Hi All,
I am new to this site but not new to heart issues :( I have RVOT and had an ablation of my rt ventricle 3 yrs ago. I am 40 and an avid athlete. My RVOT was found when I would pass out during races. After the ablation I was feeling great and fully recovered....yes it took 10-11 months to get back to where I was which was frustrating but I had so many wonderful friends who walked/jogged with me on my road to recovery.

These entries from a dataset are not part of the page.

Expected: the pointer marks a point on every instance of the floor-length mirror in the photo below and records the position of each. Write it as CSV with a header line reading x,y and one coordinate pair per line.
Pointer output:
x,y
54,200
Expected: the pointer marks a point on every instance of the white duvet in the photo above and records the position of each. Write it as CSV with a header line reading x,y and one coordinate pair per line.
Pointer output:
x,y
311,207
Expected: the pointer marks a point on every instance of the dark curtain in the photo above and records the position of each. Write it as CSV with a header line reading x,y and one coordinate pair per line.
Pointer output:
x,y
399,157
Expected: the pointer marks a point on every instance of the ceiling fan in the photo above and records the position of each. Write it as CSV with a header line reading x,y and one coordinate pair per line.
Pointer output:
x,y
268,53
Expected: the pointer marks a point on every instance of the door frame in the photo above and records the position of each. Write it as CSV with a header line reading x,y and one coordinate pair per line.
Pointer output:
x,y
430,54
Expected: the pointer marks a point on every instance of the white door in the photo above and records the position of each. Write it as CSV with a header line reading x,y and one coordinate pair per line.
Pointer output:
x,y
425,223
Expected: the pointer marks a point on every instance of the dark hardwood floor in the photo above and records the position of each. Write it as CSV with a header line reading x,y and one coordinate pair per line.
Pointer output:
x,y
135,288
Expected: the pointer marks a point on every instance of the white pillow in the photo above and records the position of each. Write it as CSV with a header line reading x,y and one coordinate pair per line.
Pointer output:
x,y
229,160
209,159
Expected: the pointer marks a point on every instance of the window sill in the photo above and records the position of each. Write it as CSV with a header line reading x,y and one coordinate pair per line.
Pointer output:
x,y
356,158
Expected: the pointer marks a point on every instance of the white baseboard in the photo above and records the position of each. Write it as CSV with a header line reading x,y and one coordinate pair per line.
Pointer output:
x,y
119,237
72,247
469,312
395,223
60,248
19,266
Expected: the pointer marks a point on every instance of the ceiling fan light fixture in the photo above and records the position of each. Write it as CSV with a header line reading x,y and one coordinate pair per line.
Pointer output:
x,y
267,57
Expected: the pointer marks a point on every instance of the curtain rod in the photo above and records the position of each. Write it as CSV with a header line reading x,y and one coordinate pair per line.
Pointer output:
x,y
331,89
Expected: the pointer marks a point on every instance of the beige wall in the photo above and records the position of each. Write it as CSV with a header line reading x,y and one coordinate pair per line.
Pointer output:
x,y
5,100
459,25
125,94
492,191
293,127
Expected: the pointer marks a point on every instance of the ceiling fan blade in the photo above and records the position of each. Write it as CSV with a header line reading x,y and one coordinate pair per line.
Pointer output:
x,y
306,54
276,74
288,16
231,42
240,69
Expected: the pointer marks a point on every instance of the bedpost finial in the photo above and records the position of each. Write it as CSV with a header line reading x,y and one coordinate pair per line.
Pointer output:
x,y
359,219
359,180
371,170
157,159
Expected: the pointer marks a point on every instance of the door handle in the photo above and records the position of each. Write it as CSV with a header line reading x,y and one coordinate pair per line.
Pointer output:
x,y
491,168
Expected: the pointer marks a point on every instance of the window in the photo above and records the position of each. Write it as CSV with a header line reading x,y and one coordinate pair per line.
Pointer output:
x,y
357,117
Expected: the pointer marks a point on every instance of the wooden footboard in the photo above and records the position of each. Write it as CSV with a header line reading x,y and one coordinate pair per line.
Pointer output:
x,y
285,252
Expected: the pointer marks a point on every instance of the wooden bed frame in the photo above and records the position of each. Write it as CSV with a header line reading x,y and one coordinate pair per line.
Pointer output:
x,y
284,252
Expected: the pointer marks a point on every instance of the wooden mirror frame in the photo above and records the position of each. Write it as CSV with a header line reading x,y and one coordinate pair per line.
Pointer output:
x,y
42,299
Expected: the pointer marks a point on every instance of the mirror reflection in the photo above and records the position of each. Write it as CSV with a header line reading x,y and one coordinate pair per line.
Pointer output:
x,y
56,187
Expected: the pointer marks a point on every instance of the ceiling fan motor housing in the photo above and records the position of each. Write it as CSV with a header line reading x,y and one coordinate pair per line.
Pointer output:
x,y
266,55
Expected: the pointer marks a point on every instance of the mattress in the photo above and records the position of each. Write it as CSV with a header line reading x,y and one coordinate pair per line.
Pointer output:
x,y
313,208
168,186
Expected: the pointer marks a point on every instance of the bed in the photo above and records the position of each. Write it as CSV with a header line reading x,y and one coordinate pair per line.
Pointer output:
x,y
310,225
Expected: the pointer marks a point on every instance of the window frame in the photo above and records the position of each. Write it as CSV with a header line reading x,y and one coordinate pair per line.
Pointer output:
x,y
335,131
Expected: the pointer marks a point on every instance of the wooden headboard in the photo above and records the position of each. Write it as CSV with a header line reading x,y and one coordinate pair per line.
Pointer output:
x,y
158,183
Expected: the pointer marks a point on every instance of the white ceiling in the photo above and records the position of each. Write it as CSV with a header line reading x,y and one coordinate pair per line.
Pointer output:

Well, that was the short story and now for about
a year, I have been struggling big time! I am so tired (which was one of the most annoying symptoms of my RVOT) lightheaded all the time and have such bad shortness of breath. Before, my ablation I was about
a 1:45 half marathoner and 1 yr post ablation I was back to about
1:50. Please don't get me wrong....I am so grateful that I can still run that I really don't care how fast I am running but the frustrating part is that it no matter my speed running is sooooo hard and miserable for me. Running/exercising has always been my outlet and running with my friends has always made everything better. I can barely breath at an 11 min pace and forget about
carrying on a conversation. When I spoke to my cardio he sent me to the pulmonary dr and they tested everything and my VO2max was amazing so it was not my lungs. Next, during a stress test my O2 dropped to below 80% and I had to stop since I almost passed out. In Oct, I woke up in the middle of night with left arm paralysis. I called my cardio and was sent to the Neuro for an emergency MRI.....yes he thought I'd had a stroke. Nothing on the MRI but it could have been an TIA or massive migraine. Oh, yes I have had consistent migraines with auras all my life and just have grown to live with it....I am a suck it up and deal with it type of person. I've also had left arm weakness and have found that I can't
open jars anymore. Bottom line is that I have become pretty much exercise intolerant. I can barely keep up with my husband on a walk and I am usually the one yelling at him to move it :) I recently went and saw another cardio who thinks I may have PFO and given all my symptoms. I was shocked....um after ALL the tests I have had trying to figure out what is going on with me. I would have thought they'd have found it. Apparently TEE is the way to go so I am now trying to get that scheduled.
What I was wondering is if any of you had desaturation of your O2? and what were your symptoms before they figured it out?